For years, Brooks said, employers in the seafood industry have struggled to obtain enough H-2B visas—temporary nonagricultural worker permits—to properly staff crab and seafood businesses.
Last month, Maryland Sens. Ben Cardin and Chris Van Hollen, both Democrats, announced a visa program for the 2023 fiscal year that aims to temporarily aid the staffing shortage.
The Department of Homeland Security will provide 130,716 H-2B visas in the 2023 fiscal year, made up of 66,000 that are annually released and 64,716 additional visas. Cardin and Van Hollen said in a statement that they are seeking a permanent solution to the lack of visas in the H-2B program.
"The success of our small seafood businesses—and the strength of our Shore economy—depends on their ability to hire enough workers for crabbing season," Van Hollen said in a statement to CNS. "This year the H-2B process is better than it has been previously, but it is certainly not a long-term solution."
The move to add more visas comes after Maryland Gov. Larry Hogan, a Republican, urged lawmakers to find a solution to the limitations of the H-2B visa cap.
"Maryland's seafood industry is part of what makes us known around the nation and the world. We cannot—and I will not—let these hardworking Maryland businesses fail on our watch," Hogan said in a Feb. 15 letter to Maryland lawmakers.
At the start of the crab-picking season, seafood processors are awarded H-2B visas through a lottery system, competing with other industries for temporary workers.
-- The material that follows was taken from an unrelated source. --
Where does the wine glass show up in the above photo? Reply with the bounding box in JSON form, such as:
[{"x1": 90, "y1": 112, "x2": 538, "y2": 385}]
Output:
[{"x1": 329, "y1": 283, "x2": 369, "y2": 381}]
Nine out of 10 crab processors said that challenges in labor availability threatened the survival of seafood businesses, according to a project conducted by the Chesapeake Bay Seafood Industry Association and supported by the Maryland Department of Agriculture. Many of the processors also said the current lottery system creates uncertainty and hurts the industry.
"We need a long term fix," Brooks said. "The release of the supplemental visas sounds really good but it won't come anywhere near satisfying the demand."